I'm going to start off by noting that there appears to be a certain cynicism with the changing of the year. 2010, like so many years before it, gets no love in the retrospective reviews. Even Jon Stewart told it not to let the door hit it in the rear.
What does it mean to look back at a year and say, hey, that wasn't so bad? Does it mean you're insensitive to the tragedies faced by others?
I wonder about the value in characterizing a year anyway. The beginning and end, after all, are arbitrary moments in time. Maybe a year is too much to average. Perhaps we should work month by month...or day by day. Was today a good day? Geez, even a day has time to start out great, go haywire somewhere in the middle, and then redeem itself.
We have a nightly ritual at the dinner table of sharing, in turn, the best part of our day. Often, for my husband and myself, dinner with our kids and sharing the best parts of our day is the best part of our day. Maybe at the end of the day what matters is being able to recognize that this moment, right now, is wonderful. Who cares what came before it.
Determined to seize more pleasurable moments, I am going into 2011 avowing to say "yes" more often. I had some practice in 2010, what with taking off my clothes in front of strangers, agreeing to knock on strangers' doors, and entering a contest or two. Don't get excited; though that little list makes it sound like I'm ready to audition for Big Brother, my intent is to focus my affirmations on my friends and family.
I want to work on my knee-jerk NOs. Truth is, I like me some control. (In my defense, I think I come by it honestly: I'm the eldest sibling of five; I'm a vice principal). I'm often the mom that shakes her head no to spontaneous sleepovers (the aftermath is ugly). I'm the mom admonishing her daughters to get down off that, to stop running around, to lower voices.
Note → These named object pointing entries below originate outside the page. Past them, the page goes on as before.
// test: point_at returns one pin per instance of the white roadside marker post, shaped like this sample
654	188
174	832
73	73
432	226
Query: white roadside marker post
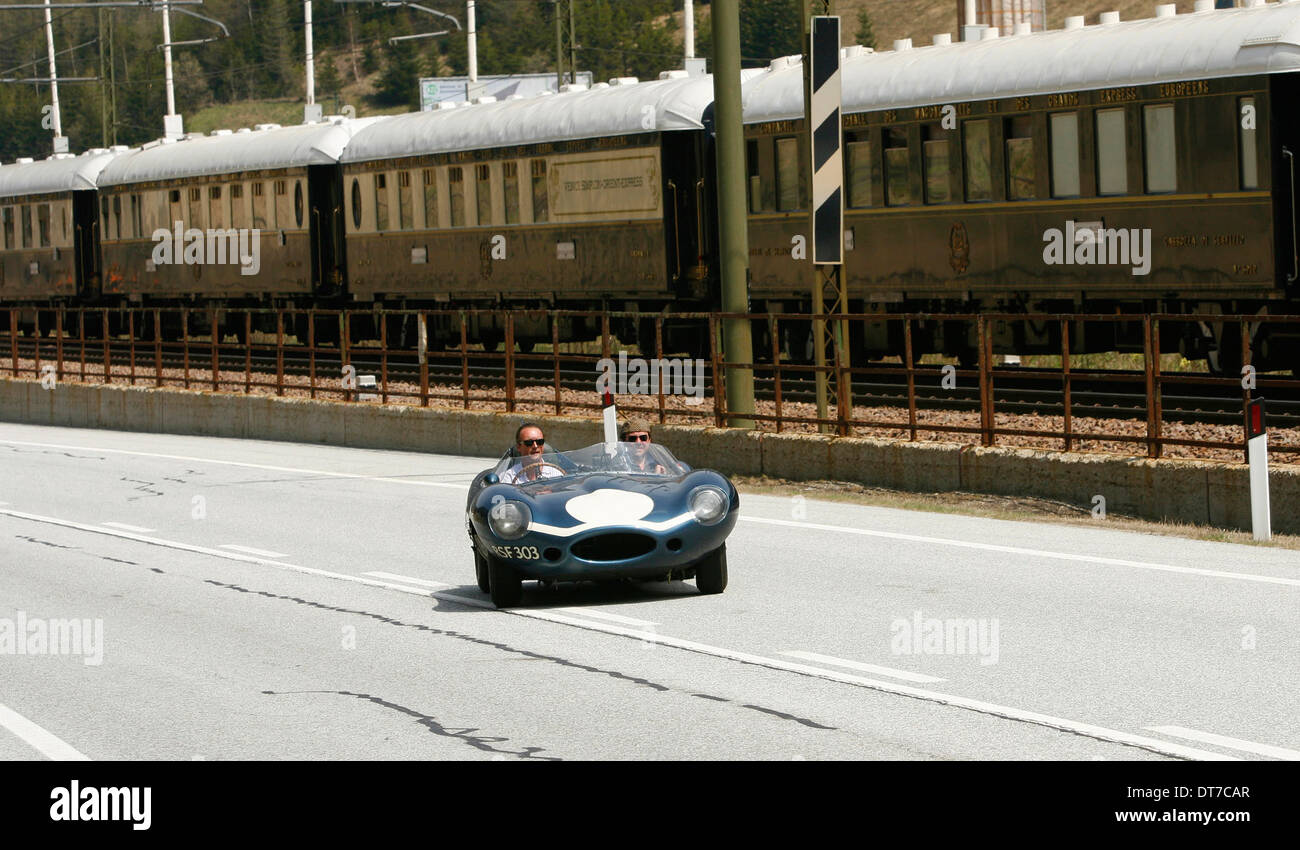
611	424
1257	454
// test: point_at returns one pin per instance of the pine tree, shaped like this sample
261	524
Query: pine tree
866	33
I generally say no to requests for "just one more" or "five more minutes."
And I think sometimes I'm a little unreasonable.
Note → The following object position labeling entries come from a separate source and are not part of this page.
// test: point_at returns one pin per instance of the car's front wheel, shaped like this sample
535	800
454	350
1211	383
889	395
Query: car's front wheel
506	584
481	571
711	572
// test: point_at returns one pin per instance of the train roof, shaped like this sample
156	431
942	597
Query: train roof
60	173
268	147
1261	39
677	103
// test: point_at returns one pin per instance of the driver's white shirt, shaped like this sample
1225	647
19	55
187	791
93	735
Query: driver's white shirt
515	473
My daughter's Christmas gift to me is a reminder that times I've said yes (to coaching soccer, to chaperoning field trips, to building fairy houses) haven't gone unnoticed.
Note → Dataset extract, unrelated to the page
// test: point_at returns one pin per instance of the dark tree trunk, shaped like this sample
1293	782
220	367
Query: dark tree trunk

So I will try to say yes to more messy projects, however maddening. I'll consider requests for one more book or clementine, even when it is almost bedtime, even when teeth are already brushed. I'll look at what's really at stake when the girls are loud and rambunctious. I'm going to examine more closely my motives behind "no." Sometimes, I am convinced, it's just as easy and more enjoyable to say yes.
I'll continue to roadblock the excesses that wear down what seems to matter most: buying more stuff, watching more TV, treats, treats, and more treats.
But to my husband, I say yes. You're my model, agreeable mate.
Where the rest of the world is concerned, I want to say yes when I really mean it. I stopped myself--actually deleted the email before sending--from volunteering to coach soccer this spring. Although I had a blast last season, I am not yet excited for the next one. Saying yes less out of obligation means saying yes more often to friends. Yes, I am available. No, I am not too busy.
I'm saying yes to running and writing this year, too. So if my kids, my body, and some as-yet-unidentified publications all say yes, too, I'm thinking 2011 could be a banner year.